Gulf Coast seventh-graders are required to do a community service project, a program established by Gulf Coast director of curriculum and instruction Joseph Gatti. Students are provided with a list of local causes and asked to choose one for which to volunteer or raise money. They work through their social studies class with teacher Sandra Brown.
Devin, 12, decided to raise money for Weekend Blessings, a program of People Helping People in Hernando County that provides food for some school-age children over weekends.
When deciding between volunteering and fundraising, Devin said, "I decided to raise money, because I thought it would help more. I thought this was a good charity."
His plan became Delicious Dinners for Dollars, a pasta meal served Oct. 4 in the Chocachatti cafeteria by Chocachatti student volunteers.
"I like to cook a lot, and I like to be in the restaurant theme," Devin said.
With the blessing of principal Maria Rybka and cafeteria manager Fran Thomas, Devin worked with the cafe students and their advisers, teacher Sheila McNamara (Devin's mother) and paraprofessional Mary Beth Gill, teaching them how to address and serve the diners. The students also made fall-themed placemats.
Volunteer Kylie Pospiech, a 10-year-old fifth-grader, said she learned how to talk to guests: "Hello. Welcome to Dinners for Dollars. May I start you off with a drink?"
She also learned how to recognize good table manners and how to manage difficult situations, should one arise.
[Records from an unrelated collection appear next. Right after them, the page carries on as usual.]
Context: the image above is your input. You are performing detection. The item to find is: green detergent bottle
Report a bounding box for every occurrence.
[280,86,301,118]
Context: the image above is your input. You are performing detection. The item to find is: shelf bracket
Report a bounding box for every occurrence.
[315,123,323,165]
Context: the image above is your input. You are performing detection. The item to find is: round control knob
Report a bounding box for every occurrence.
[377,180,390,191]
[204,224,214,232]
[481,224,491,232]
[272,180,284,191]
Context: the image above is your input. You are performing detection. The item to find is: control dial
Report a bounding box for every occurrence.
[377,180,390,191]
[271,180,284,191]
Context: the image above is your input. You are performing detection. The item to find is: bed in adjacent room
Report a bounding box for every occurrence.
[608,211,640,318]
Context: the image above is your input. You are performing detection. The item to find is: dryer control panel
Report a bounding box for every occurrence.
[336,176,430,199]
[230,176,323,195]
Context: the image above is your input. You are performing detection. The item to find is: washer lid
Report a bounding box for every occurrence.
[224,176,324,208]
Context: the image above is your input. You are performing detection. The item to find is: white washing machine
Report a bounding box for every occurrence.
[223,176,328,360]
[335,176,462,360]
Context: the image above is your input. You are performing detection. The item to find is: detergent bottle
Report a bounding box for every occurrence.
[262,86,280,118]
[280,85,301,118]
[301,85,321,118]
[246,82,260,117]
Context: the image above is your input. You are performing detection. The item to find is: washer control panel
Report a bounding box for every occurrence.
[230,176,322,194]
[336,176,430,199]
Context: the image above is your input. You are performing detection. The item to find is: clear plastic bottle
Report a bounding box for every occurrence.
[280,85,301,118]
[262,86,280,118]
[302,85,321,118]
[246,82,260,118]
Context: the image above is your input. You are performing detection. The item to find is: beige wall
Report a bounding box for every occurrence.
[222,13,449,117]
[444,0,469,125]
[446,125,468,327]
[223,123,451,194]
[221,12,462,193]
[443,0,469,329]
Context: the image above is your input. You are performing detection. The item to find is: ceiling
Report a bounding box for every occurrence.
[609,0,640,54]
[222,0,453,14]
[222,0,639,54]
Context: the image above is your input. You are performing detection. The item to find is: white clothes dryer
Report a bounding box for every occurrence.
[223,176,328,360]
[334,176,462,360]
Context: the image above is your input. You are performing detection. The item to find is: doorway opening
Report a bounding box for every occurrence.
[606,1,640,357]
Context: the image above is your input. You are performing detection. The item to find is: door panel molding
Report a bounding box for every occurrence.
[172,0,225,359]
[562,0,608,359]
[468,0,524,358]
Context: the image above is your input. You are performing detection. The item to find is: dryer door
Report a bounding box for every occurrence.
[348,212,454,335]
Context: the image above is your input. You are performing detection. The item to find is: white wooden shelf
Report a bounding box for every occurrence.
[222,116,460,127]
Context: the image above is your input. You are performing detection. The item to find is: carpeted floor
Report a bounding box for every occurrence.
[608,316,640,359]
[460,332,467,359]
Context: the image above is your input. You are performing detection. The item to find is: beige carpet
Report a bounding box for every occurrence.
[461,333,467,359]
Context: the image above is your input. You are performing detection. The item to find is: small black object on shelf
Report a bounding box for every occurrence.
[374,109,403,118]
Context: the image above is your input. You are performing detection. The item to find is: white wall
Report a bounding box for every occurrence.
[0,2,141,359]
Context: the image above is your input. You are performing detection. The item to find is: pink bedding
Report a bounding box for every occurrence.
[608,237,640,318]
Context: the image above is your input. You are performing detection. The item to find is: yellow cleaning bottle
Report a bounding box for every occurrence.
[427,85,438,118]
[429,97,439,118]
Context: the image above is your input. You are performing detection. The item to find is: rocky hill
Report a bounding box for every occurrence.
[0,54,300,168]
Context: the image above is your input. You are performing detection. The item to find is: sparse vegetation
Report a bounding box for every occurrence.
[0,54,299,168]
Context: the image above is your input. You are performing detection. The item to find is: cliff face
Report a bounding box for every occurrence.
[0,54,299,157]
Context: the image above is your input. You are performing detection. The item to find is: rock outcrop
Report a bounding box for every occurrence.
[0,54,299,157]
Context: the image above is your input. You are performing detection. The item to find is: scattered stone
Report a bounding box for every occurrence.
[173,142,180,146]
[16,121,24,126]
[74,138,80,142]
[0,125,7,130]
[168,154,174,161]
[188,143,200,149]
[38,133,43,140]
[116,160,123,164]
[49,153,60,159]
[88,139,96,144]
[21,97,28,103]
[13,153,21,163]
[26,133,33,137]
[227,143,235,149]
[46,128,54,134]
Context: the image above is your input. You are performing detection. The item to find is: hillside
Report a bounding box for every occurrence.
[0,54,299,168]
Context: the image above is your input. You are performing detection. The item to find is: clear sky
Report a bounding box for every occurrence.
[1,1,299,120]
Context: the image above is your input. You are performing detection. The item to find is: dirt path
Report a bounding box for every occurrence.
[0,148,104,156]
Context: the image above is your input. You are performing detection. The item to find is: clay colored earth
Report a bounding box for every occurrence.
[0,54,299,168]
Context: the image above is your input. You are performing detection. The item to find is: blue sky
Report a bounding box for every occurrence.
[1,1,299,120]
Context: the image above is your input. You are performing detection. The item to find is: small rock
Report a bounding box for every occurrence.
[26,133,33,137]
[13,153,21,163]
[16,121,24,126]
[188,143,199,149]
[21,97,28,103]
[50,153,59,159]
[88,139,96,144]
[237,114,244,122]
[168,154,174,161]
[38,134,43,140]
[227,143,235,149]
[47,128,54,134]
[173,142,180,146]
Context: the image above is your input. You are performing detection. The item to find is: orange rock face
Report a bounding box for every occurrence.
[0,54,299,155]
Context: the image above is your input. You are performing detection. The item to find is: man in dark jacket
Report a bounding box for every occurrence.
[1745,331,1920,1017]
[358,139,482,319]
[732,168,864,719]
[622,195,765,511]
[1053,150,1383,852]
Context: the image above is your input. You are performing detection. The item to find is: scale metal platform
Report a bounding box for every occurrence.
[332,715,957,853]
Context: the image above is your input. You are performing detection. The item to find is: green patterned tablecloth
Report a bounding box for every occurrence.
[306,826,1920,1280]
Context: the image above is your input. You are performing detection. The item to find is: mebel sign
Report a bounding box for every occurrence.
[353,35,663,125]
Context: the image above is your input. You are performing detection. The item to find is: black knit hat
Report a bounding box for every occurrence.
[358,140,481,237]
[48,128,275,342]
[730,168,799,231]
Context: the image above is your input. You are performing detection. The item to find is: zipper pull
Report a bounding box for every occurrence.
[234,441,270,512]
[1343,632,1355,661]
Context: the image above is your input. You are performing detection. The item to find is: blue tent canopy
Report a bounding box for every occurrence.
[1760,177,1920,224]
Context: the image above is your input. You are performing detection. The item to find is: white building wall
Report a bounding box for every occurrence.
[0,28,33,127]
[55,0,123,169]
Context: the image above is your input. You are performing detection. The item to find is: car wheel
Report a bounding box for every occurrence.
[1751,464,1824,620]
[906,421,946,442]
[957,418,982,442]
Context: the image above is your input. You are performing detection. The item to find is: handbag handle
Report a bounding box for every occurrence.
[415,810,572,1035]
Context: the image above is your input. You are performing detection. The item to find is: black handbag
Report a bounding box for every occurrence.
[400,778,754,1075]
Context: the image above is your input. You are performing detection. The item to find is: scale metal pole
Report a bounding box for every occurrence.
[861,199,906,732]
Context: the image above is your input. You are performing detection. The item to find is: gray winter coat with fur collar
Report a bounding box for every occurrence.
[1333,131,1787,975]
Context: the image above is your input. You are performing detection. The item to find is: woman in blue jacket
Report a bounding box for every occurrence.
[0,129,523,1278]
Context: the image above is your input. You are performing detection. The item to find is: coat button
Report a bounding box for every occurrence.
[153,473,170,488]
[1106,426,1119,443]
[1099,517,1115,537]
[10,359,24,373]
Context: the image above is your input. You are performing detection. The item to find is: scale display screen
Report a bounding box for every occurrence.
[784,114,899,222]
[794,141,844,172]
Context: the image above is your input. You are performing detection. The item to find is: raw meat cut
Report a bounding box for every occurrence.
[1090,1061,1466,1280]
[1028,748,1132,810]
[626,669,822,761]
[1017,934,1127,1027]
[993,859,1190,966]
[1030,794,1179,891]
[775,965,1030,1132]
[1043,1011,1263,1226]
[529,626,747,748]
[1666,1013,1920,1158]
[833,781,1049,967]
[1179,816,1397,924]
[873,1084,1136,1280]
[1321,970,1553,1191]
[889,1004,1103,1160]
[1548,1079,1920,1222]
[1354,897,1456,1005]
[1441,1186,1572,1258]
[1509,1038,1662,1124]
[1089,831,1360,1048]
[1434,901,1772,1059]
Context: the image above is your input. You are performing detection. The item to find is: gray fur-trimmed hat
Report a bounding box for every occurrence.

The bulk of Devin's project, though, involved finding donors to fund it and people willing to attend and pay to eat. He wrote a letter to Chocachatti teachers, explaining what he was doing and asking them to pass out fliers. The fliers provided the time, date and place of the dinner and included prices ($10 for adults and $5 for children) and an option for marinara or alfredo sauce.
Devin involved the Chocachatti post office micro-society to return forms to his mother's classroom. The school included mentions of the dinner during its morning announcements, and the newspaper micro-society, Chocachatti Today, helped make placemats and advertise the event.
Getting the word out was half the challenge. Devin also needed food.
He approached Papa Joe's Italian Restaurant, which agreed to provide the pasta and sauce. He got plastic ware, napkins, salt and pepper, and rolls with butter from Golden Corral. Publix and Sam's Club gave Devin gift cards to purchase other products, such as dessert ingredients and beverages. Cody's Original Roadhouse donated to-go boxes. The school cafeteria donated the salad.
Adding to the dining experience, Devin had a couple of students in the school's performance micro-society play the violin and piano during dinner. Devin played his mandolin.
The Chochachatti micro-societies are encouraged to look for ways to help the community. The dinner was an opportunity for just that, Rybka said.
"I was really excited for Devin," she said after he approached her with the idea. "He had a plan already set, and he did all the work."
Devin said he sold about 100 tickets.